With global warming our weather, if not now, ideal will be pretty soon.

The wave is breaking and DEA agents are jumping the mother ship, becoming either private consultants advising the budding entrepreneurs or joining the private equity firms riding the wave in.

“They all have a plan for marijuana,” said Gerry Sullivan, who manages the Barrier Fund (VICEX) –formerly named Vice Fund, a collection of stocks tied to guns, booze, and tobacco companies.

“They” being, Distilled Spirits Council, the Beer Institute, the Wine & Spirit Wholesalers of America and, of course, Tobacco (who’s been keeping an eye on pot since forever).

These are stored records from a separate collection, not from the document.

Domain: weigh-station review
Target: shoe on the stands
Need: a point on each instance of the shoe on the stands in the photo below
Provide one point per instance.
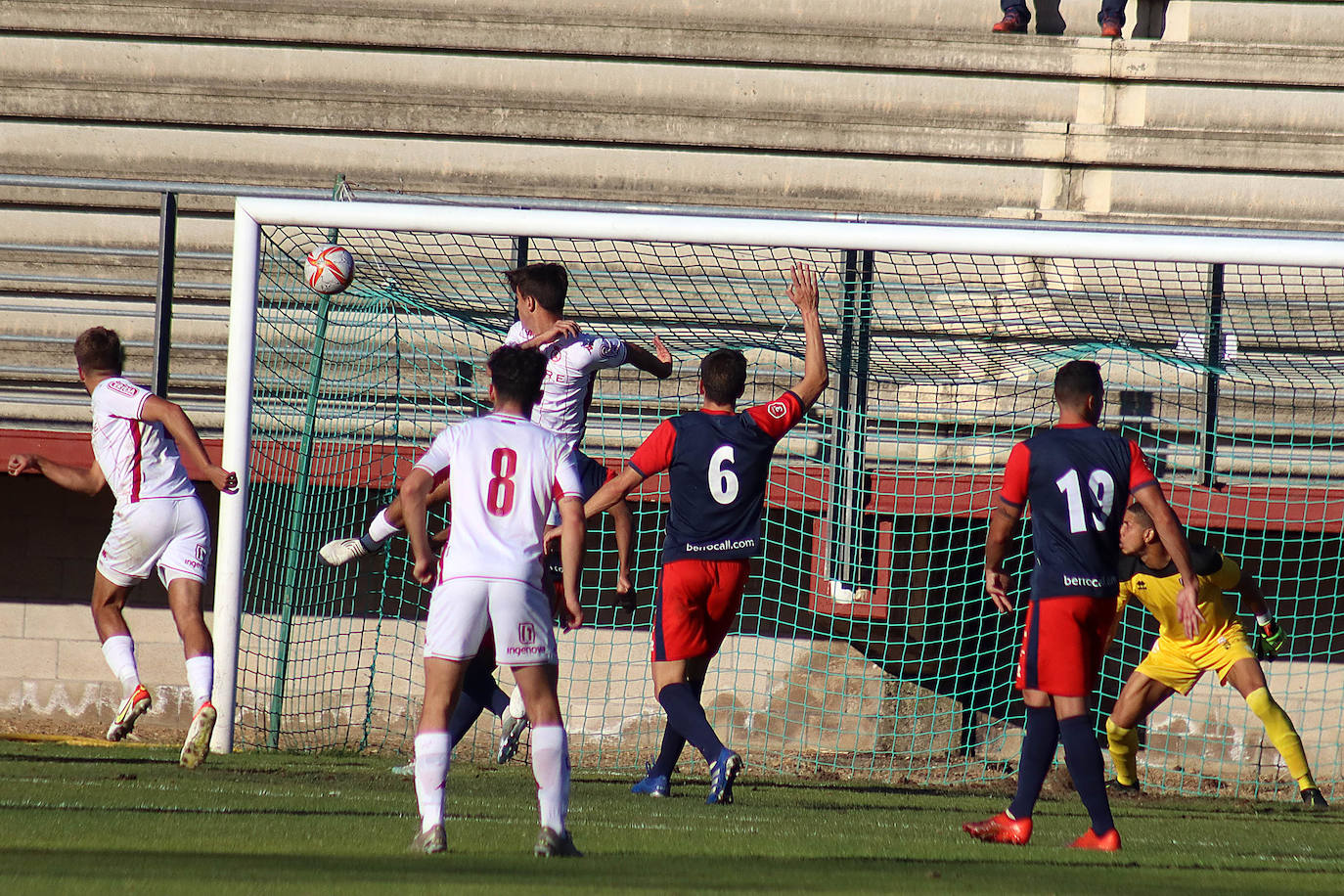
(341, 551)
(1107, 842)
(652, 784)
(514, 729)
(132, 708)
(1312, 798)
(197, 747)
(1000, 829)
(1010, 23)
(1116, 788)
(428, 841)
(552, 845)
(722, 774)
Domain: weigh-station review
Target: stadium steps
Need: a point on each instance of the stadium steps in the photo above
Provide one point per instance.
(863, 105)
(916, 109)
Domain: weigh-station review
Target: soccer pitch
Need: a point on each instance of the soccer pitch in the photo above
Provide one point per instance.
(79, 820)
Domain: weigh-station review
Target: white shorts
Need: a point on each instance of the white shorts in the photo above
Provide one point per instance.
(464, 608)
(168, 533)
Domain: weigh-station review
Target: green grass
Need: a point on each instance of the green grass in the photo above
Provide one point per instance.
(87, 820)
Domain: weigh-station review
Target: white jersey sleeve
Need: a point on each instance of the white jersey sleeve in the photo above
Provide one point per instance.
(516, 335)
(137, 457)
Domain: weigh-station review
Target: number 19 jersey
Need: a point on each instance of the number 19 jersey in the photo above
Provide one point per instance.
(506, 471)
(1078, 479)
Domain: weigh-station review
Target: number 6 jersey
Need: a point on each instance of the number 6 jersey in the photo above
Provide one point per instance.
(718, 464)
(1078, 479)
(504, 471)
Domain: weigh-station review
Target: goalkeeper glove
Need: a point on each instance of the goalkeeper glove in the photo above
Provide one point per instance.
(1272, 640)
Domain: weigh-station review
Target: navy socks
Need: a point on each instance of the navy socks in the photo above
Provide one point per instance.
(686, 716)
(1082, 755)
(1038, 752)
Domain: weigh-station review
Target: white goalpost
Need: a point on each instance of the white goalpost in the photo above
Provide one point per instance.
(941, 337)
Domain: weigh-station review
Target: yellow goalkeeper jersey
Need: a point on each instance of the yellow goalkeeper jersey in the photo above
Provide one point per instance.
(1156, 590)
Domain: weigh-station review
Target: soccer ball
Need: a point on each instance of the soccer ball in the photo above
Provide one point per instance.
(328, 269)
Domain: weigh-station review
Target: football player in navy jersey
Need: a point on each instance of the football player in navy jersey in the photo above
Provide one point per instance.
(1078, 481)
(718, 463)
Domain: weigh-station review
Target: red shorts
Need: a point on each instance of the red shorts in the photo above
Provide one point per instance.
(695, 607)
(1060, 648)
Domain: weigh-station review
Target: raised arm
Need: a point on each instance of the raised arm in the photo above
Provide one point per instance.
(77, 478)
(1174, 539)
(179, 426)
(1002, 521)
(802, 291)
(414, 493)
(658, 363)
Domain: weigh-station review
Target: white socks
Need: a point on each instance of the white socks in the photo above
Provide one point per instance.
(431, 758)
(552, 769)
(119, 653)
(201, 679)
(380, 529)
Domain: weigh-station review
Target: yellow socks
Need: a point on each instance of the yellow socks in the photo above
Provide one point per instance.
(1122, 744)
(1281, 734)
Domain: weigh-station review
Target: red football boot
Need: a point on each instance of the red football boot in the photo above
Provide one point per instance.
(1002, 829)
(1107, 842)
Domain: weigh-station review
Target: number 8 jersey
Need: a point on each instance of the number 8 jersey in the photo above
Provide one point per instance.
(504, 471)
(1078, 479)
(718, 464)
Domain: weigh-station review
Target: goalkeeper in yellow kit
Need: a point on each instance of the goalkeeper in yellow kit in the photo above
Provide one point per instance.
(1178, 661)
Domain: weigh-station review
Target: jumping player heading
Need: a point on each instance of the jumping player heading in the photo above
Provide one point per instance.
(1181, 655)
(718, 463)
(1078, 481)
(158, 524)
(506, 474)
(573, 360)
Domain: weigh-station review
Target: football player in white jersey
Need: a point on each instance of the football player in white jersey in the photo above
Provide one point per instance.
(573, 359)
(158, 524)
(506, 474)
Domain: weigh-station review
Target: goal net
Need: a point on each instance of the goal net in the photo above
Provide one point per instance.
(866, 645)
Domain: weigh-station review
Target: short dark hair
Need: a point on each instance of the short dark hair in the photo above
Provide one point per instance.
(1077, 381)
(1142, 515)
(98, 349)
(517, 374)
(543, 283)
(725, 375)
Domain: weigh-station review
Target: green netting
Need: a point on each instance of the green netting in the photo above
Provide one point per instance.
(866, 644)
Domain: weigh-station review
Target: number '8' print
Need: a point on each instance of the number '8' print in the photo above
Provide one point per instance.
(499, 490)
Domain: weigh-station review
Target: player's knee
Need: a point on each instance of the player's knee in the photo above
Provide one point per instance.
(1118, 735)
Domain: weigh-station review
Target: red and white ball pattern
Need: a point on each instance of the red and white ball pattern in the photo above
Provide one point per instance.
(328, 269)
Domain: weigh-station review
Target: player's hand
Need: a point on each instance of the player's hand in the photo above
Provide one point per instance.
(802, 291)
(660, 351)
(424, 571)
(998, 583)
(1271, 643)
(571, 614)
(558, 330)
(23, 463)
(1187, 610)
(222, 478)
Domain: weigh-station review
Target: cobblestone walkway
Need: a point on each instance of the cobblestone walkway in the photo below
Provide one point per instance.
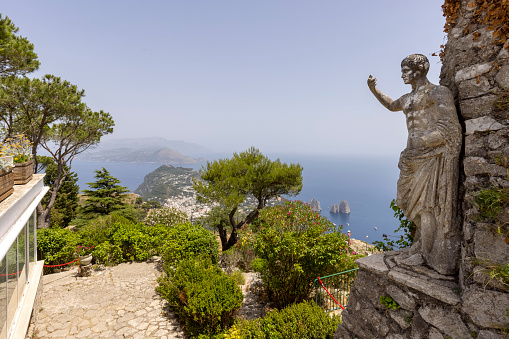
(116, 302)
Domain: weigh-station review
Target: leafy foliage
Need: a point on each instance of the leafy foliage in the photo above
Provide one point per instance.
(406, 226)
(116, 239)
(204, 298)
(66, 202)
(105, 198)
(389, 303)
(17, 56)
(492, 13)
(167, 216)
(295, 245)
(490, 201)
(302, 321)
(185, 241)
(57, 246)
(495, 271)
(227, 182)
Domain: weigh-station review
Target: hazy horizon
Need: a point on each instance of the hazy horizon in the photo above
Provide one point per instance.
(286, 76)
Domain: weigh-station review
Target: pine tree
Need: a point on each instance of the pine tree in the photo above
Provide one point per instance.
(105, 196)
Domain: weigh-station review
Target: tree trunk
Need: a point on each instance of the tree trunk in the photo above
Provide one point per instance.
(44, 218)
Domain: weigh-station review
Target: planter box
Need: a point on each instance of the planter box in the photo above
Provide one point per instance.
(6, 184)
(23, 172)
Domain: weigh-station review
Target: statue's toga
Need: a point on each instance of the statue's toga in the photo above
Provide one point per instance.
(428, 181)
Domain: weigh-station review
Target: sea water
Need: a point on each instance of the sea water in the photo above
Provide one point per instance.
(367, 183)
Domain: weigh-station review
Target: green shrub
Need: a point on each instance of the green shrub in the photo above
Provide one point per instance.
(57, 245)
(298, 321)
(98, 230)
(133, 242)
(295, 245)
(389, 303)
(167, 216)
(187, 241)
(204, 298)
(122, 240)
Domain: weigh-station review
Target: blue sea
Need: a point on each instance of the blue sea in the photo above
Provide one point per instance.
(367, 183)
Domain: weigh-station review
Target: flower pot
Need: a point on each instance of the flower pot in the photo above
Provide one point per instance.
(6, 184)
(86, 260)
(23, 172)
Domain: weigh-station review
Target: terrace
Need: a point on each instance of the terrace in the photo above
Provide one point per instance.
(20, 271)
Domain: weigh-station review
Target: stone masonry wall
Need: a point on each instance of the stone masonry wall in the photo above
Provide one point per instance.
(471, 304)
(478, 74)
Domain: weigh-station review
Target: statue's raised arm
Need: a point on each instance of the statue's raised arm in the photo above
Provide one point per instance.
(429, 166)
(392, 105)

Milbank Memorial Fund research concluded last year: Policymakers and public health advocates must be aware that the tobacco industry or comparable multinational organizations (e.g., food and beverage industries) are prepared to enter the marijuana market with the intention of increasing its already widespread use.

In order to prevent domination of the market by companies seeking to maximize market size and profits, policymakers should learn from their successes and failures in regulating tobacco.

NORML (National Organization for the Reform of Marijuana Laws ) is schmoozing with the DSCl, the BI, and the WSWA. It hopes to create a lobby, built on the shared interests of alcohol, tobacco and pot.

All three industries want low taxes, the right to advertise freely, and the ability to make convenient sales. The taxes on alcohol and tobacco today aren’t enough to cover the damage they do, public health/safety-wise.

Will cannabis be as bad? I don’t think so as long as you stay off the roads, maybe don’t inhale.

If I could, I’d wish all need for drugs away.